And so the data itself that we can, read and analyze with the AI can be digital data. So typed clinical notes, which are pretty common these days. They could also be PDFs.
The PDFs can be typed. It can be typed and scanned or handwritten.
Handwritten is obviously a little bit harder depending on how clear the doc after documents.
Sometimes it's not that great. So Exactly. It's a hit or miss with handwritten notes, but we can take a look at them and at least try to decipher them.
Yeah. Okay. Yeah. That that makes a lot of sense. So does it, like so, like, let's say I'm a hospital system. I implement this.
Yeah.
And in year one, is it learning my system? And then, like, in year two, it does better. In year three, it does better. Or do you see peaks of, like, performance, or does it ever level off that you've Yeah. Are aware?
We try to do a lot of the training upfront by looking at the data from your from your hospital, either that you've collected in the past. That really helps train the the AI to understand how things are how things are coded really at your organization.
We also monitor the AI and apply training to it once it's live. So throughout year one, we'll be adding more and more data. You know, the new patients that are coming through the hospital will also be used to train the the system as well as the feedback from your team. So the goal is really to get it to a place where your team can start to use it from our historical data and then fine tune it and tweak it and and really customize it to your team's preferences as they give us feedback over year one.
And that continues to improve over years two and beyond.
But it's really a it's it's really kind of an iterative process that that involves the data that you've collected, your team. We also have a team of coders and auditors on our side that, provide feedback as well to the AI to to do more training. So we've got a few layers of quality checks before, before the results start flowing back to the hospitals.
And we lost you, Nick.
Hello?
Oh, now I got you.
Hello? Hello?
Yeah. I'm back. Yeah. We can hear you. Yep.
Did I cut off?
Just for a minute. But you can just pick up from where you were talking.
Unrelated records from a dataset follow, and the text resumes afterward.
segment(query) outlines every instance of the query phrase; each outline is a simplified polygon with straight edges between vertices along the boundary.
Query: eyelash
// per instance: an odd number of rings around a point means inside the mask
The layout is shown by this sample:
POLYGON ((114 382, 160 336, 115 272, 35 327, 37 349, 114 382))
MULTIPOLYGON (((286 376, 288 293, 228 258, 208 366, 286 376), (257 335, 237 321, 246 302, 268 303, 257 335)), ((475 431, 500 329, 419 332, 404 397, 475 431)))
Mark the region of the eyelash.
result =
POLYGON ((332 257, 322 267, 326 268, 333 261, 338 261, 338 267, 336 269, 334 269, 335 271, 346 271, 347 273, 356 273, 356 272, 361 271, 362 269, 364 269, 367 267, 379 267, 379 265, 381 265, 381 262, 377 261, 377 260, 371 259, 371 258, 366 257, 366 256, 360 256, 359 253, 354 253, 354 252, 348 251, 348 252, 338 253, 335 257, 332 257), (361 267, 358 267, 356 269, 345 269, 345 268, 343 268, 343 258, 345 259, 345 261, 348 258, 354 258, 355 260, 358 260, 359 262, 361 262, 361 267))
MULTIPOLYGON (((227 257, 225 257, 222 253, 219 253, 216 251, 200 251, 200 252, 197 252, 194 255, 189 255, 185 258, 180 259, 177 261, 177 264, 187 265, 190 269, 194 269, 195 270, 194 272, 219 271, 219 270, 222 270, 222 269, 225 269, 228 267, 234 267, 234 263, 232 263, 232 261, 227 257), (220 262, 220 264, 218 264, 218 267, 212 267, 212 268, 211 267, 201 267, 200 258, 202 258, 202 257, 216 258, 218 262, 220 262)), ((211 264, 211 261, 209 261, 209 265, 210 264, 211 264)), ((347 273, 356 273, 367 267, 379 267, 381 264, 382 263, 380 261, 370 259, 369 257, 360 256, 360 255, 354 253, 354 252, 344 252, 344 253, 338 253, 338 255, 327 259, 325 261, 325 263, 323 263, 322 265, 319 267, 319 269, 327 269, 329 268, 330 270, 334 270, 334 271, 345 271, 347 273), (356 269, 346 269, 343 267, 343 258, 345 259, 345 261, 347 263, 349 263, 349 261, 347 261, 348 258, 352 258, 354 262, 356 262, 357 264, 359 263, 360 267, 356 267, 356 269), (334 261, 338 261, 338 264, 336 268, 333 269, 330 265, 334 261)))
I I was just saying we've got, like, a layer of quality check with our own internal team of auditors and coders that will, essentially give feedback to the AI and course correct it, and that helps to also increase the accuracy pretty significantly before, the hospitals get their hands on the results.
Yeah. Well, this is so cool. I could talk all day, but let's take a quick break, and we'll come back. We'll ask a few more questions, because I I think this is very fascinating. So we'll be back we'll be right back, everybody. Just give us a second. Let's do it.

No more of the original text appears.